11/21/2010 Posted by Admin



Finally, we now can release the third chapter of Karen Fenech's best-selling suspense-thriller "Gone," which I'm highly recommending to my readers.

You can purchase her e-book here on Amazon.  It's just $2.99!

Karen has another e-book called "Betrayal," which you can buy on Amazon here.


Here is the book blurb for GONE:

FBI Special Agent Clare Marshall was separated from her sister Beth in childhood when their mother tried to kill them. Now Clare learns that Beth lives in the small town of Farley, South Carolina, but when she goes there to reunite with Beth, Clare discovers her sister is missing and that someone in the town is responsible for her disappearance.

Clare receives an offer to help with the search from fellow FBI Special Agent Jake Sutton. The offer is too good to refuse, though that is exactly what Clare wants to do. Jake is Clare's former lover, a man she cannot forget, and who has an agenda of his own.

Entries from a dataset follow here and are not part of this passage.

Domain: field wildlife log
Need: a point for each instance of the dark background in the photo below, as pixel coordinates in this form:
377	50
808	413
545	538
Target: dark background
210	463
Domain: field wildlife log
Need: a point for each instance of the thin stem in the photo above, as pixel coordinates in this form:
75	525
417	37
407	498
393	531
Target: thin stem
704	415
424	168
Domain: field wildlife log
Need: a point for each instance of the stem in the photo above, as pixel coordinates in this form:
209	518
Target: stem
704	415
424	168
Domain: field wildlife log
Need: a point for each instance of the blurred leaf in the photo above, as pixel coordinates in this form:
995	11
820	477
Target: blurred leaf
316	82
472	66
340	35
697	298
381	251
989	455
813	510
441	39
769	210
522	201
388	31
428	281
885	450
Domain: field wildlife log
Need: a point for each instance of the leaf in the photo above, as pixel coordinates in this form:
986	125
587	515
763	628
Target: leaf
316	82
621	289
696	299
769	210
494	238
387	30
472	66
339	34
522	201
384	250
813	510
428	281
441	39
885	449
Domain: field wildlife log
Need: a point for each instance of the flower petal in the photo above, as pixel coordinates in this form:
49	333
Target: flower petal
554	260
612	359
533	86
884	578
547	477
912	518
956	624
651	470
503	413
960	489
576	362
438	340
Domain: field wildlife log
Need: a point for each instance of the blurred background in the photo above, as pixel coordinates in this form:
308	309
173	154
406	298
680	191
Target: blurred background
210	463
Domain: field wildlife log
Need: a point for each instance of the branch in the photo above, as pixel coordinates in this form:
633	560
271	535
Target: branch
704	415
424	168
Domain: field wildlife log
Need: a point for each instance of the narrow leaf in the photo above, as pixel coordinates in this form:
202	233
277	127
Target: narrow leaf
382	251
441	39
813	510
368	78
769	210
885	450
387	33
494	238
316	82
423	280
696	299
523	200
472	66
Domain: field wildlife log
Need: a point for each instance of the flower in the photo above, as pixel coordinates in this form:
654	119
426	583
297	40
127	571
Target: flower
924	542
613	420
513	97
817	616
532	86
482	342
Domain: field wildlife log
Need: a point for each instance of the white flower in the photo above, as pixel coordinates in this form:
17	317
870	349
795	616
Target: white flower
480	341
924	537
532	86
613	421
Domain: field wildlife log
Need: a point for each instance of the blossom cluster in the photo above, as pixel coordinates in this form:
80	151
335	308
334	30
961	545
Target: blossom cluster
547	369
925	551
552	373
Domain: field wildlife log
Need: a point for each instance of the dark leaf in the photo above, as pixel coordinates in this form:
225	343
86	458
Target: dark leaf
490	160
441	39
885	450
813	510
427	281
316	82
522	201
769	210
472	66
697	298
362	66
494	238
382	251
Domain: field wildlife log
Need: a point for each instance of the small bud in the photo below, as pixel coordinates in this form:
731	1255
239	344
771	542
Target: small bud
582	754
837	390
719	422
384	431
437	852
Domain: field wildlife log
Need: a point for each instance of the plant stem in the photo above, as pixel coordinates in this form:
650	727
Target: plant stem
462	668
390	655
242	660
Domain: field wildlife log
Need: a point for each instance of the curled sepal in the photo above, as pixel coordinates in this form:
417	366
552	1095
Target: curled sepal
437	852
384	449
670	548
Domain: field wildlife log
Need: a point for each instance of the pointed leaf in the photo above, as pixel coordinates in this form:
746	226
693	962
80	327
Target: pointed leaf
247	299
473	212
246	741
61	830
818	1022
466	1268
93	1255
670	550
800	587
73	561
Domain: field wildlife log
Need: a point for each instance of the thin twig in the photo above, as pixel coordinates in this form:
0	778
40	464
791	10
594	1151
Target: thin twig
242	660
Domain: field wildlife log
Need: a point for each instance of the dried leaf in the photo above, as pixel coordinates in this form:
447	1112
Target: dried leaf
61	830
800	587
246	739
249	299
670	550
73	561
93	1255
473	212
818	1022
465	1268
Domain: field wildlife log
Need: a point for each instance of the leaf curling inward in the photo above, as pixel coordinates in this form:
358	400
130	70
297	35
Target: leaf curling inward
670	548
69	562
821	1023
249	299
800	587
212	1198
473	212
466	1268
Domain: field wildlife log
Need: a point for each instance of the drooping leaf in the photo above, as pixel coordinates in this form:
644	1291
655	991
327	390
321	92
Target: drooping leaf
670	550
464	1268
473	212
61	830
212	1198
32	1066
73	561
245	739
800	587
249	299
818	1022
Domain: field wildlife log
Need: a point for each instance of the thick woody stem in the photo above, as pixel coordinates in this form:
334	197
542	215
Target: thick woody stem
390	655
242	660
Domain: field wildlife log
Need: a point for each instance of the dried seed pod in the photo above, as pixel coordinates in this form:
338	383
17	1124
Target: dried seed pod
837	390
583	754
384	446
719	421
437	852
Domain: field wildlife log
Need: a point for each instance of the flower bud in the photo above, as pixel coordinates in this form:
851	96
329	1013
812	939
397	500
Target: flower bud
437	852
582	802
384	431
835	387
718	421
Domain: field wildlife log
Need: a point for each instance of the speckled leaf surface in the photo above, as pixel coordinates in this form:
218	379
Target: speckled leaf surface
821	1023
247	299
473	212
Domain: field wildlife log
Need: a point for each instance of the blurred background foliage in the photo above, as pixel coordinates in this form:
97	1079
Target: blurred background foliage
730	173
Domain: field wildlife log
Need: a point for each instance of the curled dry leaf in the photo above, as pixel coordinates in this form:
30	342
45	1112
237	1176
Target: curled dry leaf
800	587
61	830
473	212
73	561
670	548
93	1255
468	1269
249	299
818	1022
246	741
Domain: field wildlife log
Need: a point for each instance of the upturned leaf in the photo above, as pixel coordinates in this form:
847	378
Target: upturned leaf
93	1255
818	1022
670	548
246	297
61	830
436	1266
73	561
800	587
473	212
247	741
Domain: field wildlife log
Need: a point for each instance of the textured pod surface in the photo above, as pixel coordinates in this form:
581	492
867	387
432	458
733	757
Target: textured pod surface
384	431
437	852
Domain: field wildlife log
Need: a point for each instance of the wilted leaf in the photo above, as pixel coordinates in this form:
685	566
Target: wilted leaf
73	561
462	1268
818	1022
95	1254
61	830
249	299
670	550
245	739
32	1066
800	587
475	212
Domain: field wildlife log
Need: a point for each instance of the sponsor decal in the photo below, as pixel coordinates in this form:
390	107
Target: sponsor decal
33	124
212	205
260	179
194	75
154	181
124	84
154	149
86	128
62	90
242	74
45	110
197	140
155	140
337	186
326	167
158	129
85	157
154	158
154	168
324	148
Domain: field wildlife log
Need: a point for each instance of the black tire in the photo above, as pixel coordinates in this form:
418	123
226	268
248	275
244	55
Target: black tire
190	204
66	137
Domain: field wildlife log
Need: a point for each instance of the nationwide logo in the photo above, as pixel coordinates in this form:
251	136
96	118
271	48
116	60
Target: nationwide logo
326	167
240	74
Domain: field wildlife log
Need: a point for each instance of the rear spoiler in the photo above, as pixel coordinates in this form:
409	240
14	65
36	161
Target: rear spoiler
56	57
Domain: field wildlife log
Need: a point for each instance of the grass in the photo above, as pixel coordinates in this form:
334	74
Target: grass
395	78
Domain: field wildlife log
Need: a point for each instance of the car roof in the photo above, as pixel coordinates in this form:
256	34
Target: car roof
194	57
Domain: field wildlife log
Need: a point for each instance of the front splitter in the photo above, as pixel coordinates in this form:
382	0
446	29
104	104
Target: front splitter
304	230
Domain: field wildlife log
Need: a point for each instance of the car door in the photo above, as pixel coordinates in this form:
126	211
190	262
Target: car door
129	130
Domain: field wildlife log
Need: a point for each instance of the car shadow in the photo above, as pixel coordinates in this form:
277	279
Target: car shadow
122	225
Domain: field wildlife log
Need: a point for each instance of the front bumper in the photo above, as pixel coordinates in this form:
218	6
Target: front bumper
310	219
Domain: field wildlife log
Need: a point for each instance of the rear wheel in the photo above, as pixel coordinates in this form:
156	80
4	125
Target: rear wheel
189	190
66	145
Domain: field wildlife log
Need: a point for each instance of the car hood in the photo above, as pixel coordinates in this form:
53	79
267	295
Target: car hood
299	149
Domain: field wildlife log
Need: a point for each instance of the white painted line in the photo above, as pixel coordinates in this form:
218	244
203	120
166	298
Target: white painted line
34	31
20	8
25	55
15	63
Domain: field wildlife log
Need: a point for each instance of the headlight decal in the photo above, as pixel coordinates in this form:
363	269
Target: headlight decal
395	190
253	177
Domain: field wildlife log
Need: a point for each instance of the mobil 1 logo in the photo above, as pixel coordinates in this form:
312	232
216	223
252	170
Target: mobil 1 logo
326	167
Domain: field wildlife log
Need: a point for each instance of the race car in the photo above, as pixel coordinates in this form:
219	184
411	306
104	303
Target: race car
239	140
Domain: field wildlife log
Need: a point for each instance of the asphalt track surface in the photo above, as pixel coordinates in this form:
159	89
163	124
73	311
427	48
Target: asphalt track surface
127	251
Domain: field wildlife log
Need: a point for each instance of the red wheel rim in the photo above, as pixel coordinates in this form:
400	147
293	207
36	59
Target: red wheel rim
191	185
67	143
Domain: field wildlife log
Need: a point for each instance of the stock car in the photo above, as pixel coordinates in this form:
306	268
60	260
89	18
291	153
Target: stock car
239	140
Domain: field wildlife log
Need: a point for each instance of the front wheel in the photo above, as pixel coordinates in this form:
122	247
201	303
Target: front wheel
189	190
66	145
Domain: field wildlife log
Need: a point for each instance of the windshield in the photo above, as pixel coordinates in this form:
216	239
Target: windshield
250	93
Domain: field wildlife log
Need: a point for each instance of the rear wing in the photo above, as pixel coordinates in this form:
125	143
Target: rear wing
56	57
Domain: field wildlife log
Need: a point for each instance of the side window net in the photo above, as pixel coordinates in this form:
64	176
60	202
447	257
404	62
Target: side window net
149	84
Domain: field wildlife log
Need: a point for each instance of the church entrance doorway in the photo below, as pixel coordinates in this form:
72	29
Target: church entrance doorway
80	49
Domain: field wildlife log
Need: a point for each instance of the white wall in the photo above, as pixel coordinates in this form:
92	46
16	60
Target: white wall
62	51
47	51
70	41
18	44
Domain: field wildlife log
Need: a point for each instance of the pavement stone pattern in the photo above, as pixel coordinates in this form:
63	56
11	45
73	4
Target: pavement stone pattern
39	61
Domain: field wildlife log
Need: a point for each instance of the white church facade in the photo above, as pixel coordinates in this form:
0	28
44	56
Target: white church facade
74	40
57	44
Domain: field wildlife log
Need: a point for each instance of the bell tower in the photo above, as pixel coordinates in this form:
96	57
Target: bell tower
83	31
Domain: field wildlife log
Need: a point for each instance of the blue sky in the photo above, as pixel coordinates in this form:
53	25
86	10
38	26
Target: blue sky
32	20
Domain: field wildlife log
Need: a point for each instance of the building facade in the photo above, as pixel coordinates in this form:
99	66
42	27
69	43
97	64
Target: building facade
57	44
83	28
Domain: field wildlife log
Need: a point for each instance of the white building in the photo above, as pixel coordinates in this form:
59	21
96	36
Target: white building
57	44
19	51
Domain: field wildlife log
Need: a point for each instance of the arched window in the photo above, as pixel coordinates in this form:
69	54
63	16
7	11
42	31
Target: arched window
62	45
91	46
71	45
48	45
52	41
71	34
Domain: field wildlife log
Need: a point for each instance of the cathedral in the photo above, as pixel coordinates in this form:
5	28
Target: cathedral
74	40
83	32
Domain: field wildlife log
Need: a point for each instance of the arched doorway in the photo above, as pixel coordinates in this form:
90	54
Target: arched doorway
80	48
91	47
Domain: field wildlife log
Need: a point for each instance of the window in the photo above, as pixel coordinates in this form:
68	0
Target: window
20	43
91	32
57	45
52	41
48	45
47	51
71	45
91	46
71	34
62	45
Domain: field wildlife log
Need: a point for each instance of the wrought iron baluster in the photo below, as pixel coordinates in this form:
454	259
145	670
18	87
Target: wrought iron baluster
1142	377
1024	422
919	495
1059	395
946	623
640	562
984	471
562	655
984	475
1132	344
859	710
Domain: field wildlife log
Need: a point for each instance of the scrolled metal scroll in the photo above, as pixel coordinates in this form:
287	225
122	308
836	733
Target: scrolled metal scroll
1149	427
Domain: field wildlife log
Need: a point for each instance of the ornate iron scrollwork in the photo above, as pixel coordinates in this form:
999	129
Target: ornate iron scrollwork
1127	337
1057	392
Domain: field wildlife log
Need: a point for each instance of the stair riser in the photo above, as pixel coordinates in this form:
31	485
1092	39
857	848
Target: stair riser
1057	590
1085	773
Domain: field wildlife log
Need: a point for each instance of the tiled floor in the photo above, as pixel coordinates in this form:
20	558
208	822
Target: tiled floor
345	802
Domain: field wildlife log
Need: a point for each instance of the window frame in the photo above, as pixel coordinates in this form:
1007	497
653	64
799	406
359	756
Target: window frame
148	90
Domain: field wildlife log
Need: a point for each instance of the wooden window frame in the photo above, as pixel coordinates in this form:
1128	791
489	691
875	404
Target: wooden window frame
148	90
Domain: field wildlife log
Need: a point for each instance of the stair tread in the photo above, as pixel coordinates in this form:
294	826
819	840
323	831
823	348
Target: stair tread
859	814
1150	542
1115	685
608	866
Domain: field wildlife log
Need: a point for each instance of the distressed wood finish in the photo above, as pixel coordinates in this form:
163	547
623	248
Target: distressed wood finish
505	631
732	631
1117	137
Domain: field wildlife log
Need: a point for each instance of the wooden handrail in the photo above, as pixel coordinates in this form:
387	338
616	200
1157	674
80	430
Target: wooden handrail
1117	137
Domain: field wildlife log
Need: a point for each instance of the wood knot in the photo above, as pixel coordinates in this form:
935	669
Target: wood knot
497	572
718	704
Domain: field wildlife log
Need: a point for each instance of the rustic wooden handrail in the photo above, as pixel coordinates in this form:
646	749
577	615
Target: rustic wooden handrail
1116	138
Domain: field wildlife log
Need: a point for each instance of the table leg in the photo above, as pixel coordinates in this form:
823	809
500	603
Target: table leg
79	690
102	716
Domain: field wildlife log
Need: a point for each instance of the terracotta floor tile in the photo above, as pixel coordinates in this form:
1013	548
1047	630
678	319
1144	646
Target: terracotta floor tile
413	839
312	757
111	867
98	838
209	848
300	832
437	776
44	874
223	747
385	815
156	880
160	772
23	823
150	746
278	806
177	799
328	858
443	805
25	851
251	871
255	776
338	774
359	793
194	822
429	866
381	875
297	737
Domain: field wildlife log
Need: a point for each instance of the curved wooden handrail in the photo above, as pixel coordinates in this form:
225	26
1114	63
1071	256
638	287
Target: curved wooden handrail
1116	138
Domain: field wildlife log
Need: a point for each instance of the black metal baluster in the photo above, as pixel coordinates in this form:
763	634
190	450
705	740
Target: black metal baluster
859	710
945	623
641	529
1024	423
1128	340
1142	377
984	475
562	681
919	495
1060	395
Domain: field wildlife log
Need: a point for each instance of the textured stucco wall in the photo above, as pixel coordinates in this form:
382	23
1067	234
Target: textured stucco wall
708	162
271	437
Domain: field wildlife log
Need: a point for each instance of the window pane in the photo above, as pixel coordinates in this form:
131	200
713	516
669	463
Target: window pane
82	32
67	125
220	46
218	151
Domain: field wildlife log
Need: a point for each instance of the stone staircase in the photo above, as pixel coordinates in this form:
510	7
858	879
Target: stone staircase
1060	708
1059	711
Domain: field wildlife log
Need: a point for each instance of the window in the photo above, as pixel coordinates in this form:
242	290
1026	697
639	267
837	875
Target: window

Now while Clare tracks her sister, someone is tracking Clare, and finding her sister may cost Clare her life.

******


Also, here are some reviews of "Gone."

"Karen Fenech's GONE is a real page turner front to back. You won't be able to put this one down!"
--New York Times Bestselling Author Kat Martin

"Karen Fenech tells a taut tale with great characters and lots of twists. This is a writer you need to read."
--USA Today Bestselling Author Maureen Child

"Brimming with small town secrets and gritty suspense, GONE left an impression this reader won't soon forget!"
--Bestselling Author Debra Webb

"Readers will find themselves in the grip of GONE as this riveting tale plays out. GONE is a provocative thriller filled with a roller coaster ride that carries the suspense until the last page."
--- Deborah C. Jackson, Reviews Today


Here is the link to the first chapter.  Read this first.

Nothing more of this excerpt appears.